Psychotisch müsse man sein, sagt Danny Boyle, im Wunsche, als Filmemacher etwas zu tun.

Menschen mögen immer den einfachen Weg. Man muss sehr konsequent sein, um etwas Unübliches, etwas Anderes zu erreichen.

Die Worte  des Regisseurs konzentrieren auf den Punkt seine filmische Identität, die etwas Raues, Ungeschliffenes, aber eben dadurch auch Waghaftes und Faszinierendes in sich birgt. Getrieben im Versuch, Einzigartiges zu erschaffen, errichtete er im Laufe seiner Kinokarriere, die 1994 mit dem schwarzhumorigen Kriminalfilm Shallow Grave begann, eine Filmografie, die nicht immer geliebt wird, aber als die überzeugte Vision eines Regisseurs globale Anerkennung findet.

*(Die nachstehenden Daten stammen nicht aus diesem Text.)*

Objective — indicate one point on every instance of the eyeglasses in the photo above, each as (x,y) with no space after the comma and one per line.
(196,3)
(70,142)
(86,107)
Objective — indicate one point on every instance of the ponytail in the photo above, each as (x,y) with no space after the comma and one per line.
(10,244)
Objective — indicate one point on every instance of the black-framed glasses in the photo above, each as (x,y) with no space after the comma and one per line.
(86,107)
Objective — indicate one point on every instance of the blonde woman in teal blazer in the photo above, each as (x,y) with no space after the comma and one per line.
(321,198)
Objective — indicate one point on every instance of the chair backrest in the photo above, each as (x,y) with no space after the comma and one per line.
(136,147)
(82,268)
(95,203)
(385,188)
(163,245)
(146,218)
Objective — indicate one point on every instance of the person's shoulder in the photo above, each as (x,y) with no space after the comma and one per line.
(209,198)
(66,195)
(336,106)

Heute feiert der Brite Danny Boyle seinen 60. Geburtstag. Aus Anlass seines Ehrentags ein Blick auf das Werk eines Wagemutigen, der das moderne Kino mit seinem ganz eigenen Stil bereicherte.

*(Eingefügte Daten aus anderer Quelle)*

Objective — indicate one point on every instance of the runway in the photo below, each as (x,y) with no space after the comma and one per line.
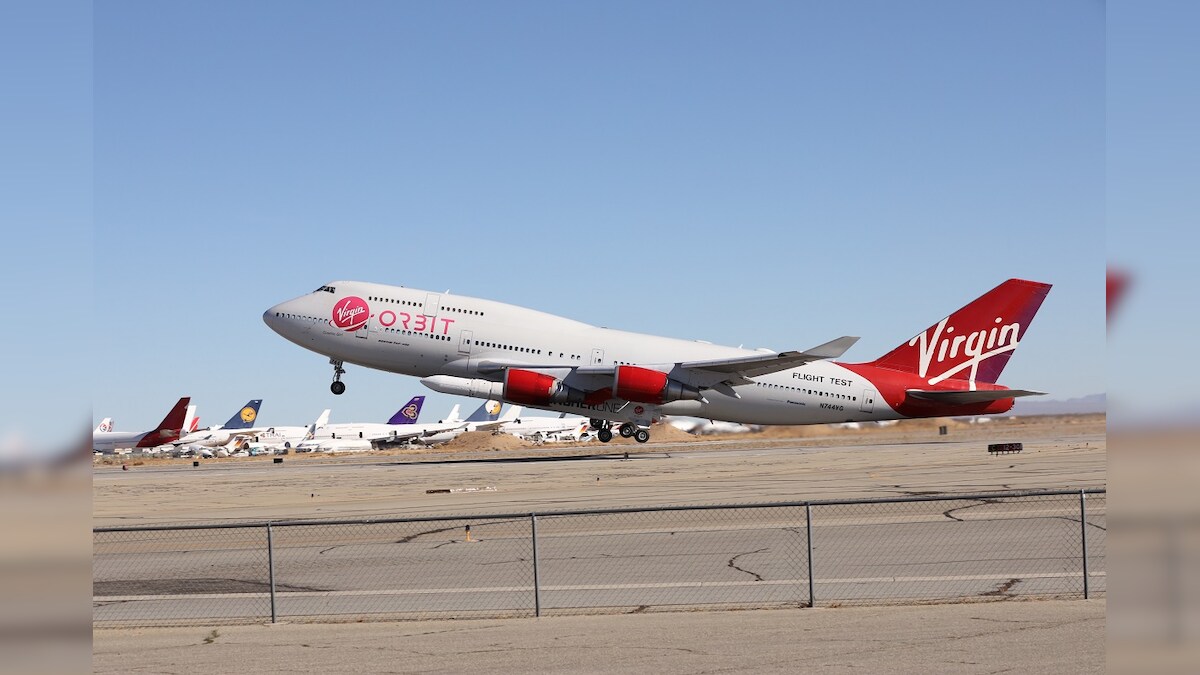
(897,463)
(713,557)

Boyle und die Waghalsigkeit der Apokalypse

Wie sehr seine filmische Idee dabei von einem Film geprägt wurde, liegt auf der Hand. Als Junge in der britischen Provinz sah Danny Boyle, wie er im Buch The Film That Changed My Life von Robert K. Elder verrät, Francis Ford Coppolas Kriegsepos Apocalypse Now, das ihn nach eigener Aussage fundamental traf:

Er [Apocalypse Now] weidete mein Gehirn aus, komplett. Ich war ein begeisterungsfähiger 21-jähriger Junge aus der Pampa. Mein Gehirn wurde bis dahin nicht gefüttert und gewässert mit großer Kultur [...]. Es wurde gereinigt von der Kraft des Kinos. Und das ist es, warum Kino, trotz allem, was wir zu tun versuchen, das Medium junger Männer bleibt, wirklich, im Hinblick auf das Publikum.
Apocalypse Now

Coppola triumphierte nicht nur bei dem Versuch, den Wahnsinn kriegerischer Auswüchse festzuhalten, sondern jenen Pionier-geistigen Wahnsinn zu verteidigen, der einer der Wahrheit verschriebenen Kunstform zwingend imminent sein muss. In der Dokumentation zum Film von 1979, Hearts of Darkness, beschwor Coppola am Ende die Notwendigkeit eines von Regeln befreiten Kinos, das dann zur wirklichen Kunstform emporsteigt, wenn der "Professionalismus" für immer zerstört würde und "irgendein fettes Mädchen in Ohio" mit der kleinen Kamera ihres Vaters zum "neuen Mozart" avanciert.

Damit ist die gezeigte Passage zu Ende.